ML in production demands process before MLOps has a name
Why companies that are serious about machine learning inevitably reach the need to version not just code, but data, models, and experiments.
Teams that move from machine learning experiments to actually using models in production sooner or later hit the same problem. The model works. Then something changes - data, hyperparameters, a library - and nobody can reproduce exactly what was working three months ago.
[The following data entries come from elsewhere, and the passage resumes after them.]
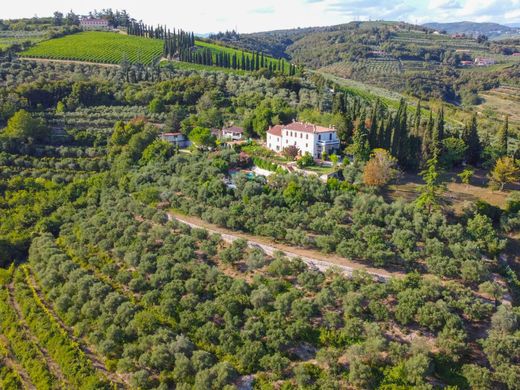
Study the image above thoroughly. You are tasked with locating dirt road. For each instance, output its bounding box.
[168,211,404,281]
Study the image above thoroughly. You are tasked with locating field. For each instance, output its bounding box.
[21,31,163,64]
[477,86,520,124]
[195,41,289,71]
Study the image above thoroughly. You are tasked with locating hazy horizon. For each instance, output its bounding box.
[0,0,520,34]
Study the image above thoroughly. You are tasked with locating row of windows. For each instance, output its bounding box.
[287,131,332,141]
[287,131,309,139]
[285,139,309,148]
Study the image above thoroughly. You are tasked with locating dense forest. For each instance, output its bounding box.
[212,21,520,104]
[0,11,520,390]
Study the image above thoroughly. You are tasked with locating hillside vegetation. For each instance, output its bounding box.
[20,31,163,64]
[0,10,520,390]
[217,22,520,103]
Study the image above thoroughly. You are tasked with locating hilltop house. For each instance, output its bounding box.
[221,126,244,141]
[79,18,108,30]
[267,122,340,158]
[160,133,191,148]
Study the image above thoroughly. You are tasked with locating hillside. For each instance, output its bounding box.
[423,22,520,38]
[0,9,520,390]
[216,21,520,103]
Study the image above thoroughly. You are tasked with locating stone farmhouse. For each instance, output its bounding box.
[160,132,191,148]
[267,122,340,158]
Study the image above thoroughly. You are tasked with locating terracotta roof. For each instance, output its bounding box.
[267,125,282,137]
[222,126,244,133]
[283,122,336,133]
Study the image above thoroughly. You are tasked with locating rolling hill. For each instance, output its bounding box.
[423,22,520,38]
[212,21,520,103]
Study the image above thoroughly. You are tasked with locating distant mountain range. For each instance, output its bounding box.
[423,22,520,38]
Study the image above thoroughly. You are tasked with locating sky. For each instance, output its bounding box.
[0,0,520,33]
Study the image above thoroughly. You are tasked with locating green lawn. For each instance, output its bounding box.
[20,31,163,64]
[303,165,339,175]
[165,61,250,75]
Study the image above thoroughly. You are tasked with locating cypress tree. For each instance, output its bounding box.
[462,114,482,165]
[497,115,509,157]
[368,99,379,149]
[351,111,370,161]
[437,106,444,142]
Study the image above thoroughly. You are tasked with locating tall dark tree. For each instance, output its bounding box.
[497,115,509,157]
[462,114,482,165]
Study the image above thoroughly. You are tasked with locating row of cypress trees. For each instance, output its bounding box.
[333,93,482,169]
[177,48,297,76]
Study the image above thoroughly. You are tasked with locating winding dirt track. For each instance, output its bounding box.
[18,57,119,68]
[0,334,36,390]
[167,211,404,282]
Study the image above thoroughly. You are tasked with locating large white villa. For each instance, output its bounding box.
[267,122,340,158]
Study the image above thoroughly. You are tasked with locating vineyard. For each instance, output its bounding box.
[195,40,289,69]
[21,31,163,64]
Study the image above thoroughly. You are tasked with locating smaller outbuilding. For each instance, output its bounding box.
[79,18,109,30]
[160,132,191,148]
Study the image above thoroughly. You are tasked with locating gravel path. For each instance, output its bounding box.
[168,211,404,281]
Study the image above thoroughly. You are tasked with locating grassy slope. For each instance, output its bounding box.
[20,31,289,72]
[20,31,163,64]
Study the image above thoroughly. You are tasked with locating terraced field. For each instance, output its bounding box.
[20,31,163,65]
[195,40,289,70]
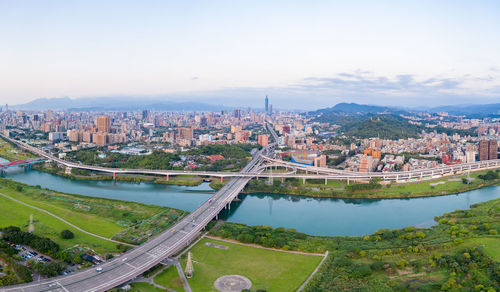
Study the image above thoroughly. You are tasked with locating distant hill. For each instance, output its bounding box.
[308,102,405,126]
[340,115,423,139]
[316,102,401,114]
[428,103,500,117]
[11,97,231,111]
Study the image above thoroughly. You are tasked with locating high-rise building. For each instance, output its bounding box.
[142,110,149,120]
[258,135,269,147]
[177,128,193,140]
[233,108,241,119]
[97,116,111,133]
[488,140,498,159]
[479,140,498,161]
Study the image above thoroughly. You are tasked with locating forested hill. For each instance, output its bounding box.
[340,115,476,140]
[308,102,404,126]
[341,115,422,139]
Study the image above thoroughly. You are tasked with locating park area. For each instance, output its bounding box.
[176,238,322,291]
[0,178,187,253]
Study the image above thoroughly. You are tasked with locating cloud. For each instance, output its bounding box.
[178,70,500,109]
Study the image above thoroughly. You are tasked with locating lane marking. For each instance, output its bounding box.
[56,282,69,292]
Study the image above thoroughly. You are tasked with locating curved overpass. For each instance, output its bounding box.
[1,133,500,181]
[0,144,275,292]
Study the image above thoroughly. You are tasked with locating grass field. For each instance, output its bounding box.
[0,179,186,252]
[128,283,165,292]
[0,193,116,253]
[153,266,184,292]
[181,239,321,291]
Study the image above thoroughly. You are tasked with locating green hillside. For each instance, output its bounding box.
[341,115,423,139]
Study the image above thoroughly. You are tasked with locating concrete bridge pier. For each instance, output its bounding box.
[64,166,71,174]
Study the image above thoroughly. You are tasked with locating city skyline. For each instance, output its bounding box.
[0,1,500,109]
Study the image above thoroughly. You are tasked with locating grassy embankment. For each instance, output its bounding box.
[210,170,500,199]
[0,138,35,161]
[0,179,186,253]
[153,266,184,292]
[212,199,500,291]
[180,238,322,291]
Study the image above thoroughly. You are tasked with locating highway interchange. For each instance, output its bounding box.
[0,125,500,292]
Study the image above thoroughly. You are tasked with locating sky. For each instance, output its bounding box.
[0,0,500,109]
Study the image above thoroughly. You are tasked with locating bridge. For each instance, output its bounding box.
[0,124,276,292]
[0,158,45,169]
[0,133,500,182]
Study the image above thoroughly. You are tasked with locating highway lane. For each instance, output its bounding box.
[0,145,274,292]
[0,133,500,181]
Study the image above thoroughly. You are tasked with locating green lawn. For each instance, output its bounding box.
[0,178,186,253]
[129,283,165,292]
[182,239,321,292]
[0,193,116,252]
[153,266,184,292]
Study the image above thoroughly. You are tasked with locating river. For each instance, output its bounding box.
[4,167,500,236]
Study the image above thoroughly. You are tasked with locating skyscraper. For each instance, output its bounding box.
[97,116,111,133]
[479,140,498,161]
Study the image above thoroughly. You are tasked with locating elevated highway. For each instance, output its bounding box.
[0,144,275,292]
[0,135,500,182]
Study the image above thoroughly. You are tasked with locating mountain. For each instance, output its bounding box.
[340,115,423,140]
[427,103,500,117]
[316,102,400,114]
[307,102,406,126]
[11,97,231,111]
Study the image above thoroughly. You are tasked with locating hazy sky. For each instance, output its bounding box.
[0,0,500,108]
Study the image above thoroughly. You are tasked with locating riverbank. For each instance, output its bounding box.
[210,170,500,199]
[210,199,500,292]
[33,163,203,186]
[0,178,188,253]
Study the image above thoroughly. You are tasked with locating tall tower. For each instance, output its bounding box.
[97,116,111,133]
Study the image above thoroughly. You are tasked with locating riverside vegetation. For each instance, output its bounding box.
[211,199,500,292]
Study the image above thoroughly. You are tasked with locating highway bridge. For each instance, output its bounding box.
[0,133,500,182]
[0,158,45,169]
[0,135,276,292]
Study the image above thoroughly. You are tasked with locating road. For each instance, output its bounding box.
[0,131,500,182]
[0,129,275,292]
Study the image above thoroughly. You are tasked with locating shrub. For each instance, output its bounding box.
[352,265,372,278]
[61,229,75,239]
[370,261,384,271]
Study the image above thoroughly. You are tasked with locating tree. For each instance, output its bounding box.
[61,229,75,239]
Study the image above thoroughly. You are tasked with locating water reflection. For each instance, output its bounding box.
[1,167,500,235]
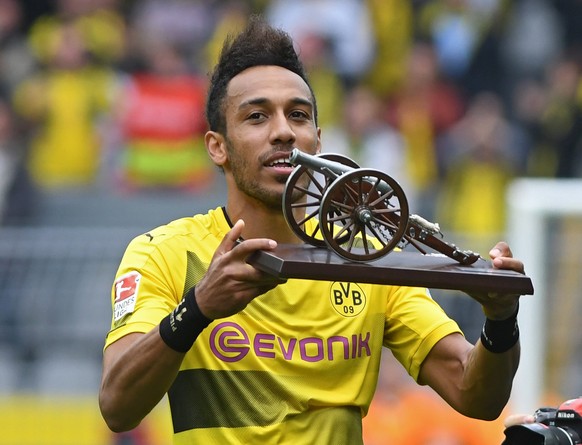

This is not an academic problem. It is what happens in real teams. And it is a signal that machine learning demands a different level of discipline compared to ordinary software development.
What needs to be versioned and why
In ordinary software development, code is versioned. Git handles that well. In ML, code is only one of several ingredients in the outcome.
Data. If several model variants are trained on the same data, an experiment can be reproduced. If the data has changed and the original snapshot was not preserved, it cannot be. A change to the training set is a change that needs to be recorded just as much as a code change.
Experiments. A data scientist tries different configurations: architectures, hyperparameters, feature sets. A month later it is hard to remember exactly what gave the best result and why. Experiments need to be logged systematically - not in a notebook and not from memory.
Models. A model weights file sitting on a server with no history is not versioning. You need to know: which model version is running in production now, what data and hyperparameters it was trained on, what the metrics were at training time.
Environment. Library versions, Python, dependencies. A model that performed well on Python 3.5 and scikit-learn 0.19 may behave differently on a different version. The environment is part of reproducibility.
Why this matters for business
I talk to executives for whom model versioning sounds like a technical detail. It is not a detail.
The first practical argument: audit. If a model makes decisions that affect customers - credit scoring, pricing, prioritisation - there must be the ability to reproduce exactly which model made a specific decision at a specific moment.
The second argument: recovery. If a new model version produced worse results, there must be the ability to roll back quickly. Without versioning that is either impossible or requires days of work.
The third argument: knowledge retention. Data science teams change. Knowledge about what works and what does not must live somewhere other than people's heads.
Where to start
These processes do not have a common name in 2018. In a few years this will be called MLOps. But the need for them arises before the convenient term appears.
You can start small:
- Log all experiments in a simple structure - date, parameters, result metrics.
- Store snapshots of training data with explicit version identifiers.
- Save model artefacts (weight files) linked to a code commit and data version.
- Document the environment - at minimum as a requirements.txt or Docker image.
- Introduce a process: any model change in production goes through a fixed set of steps.
This does not require specialised tooling immediately. It requires discipline and agreements within the team. Tools can be added later - they fit much better onto a ready culture.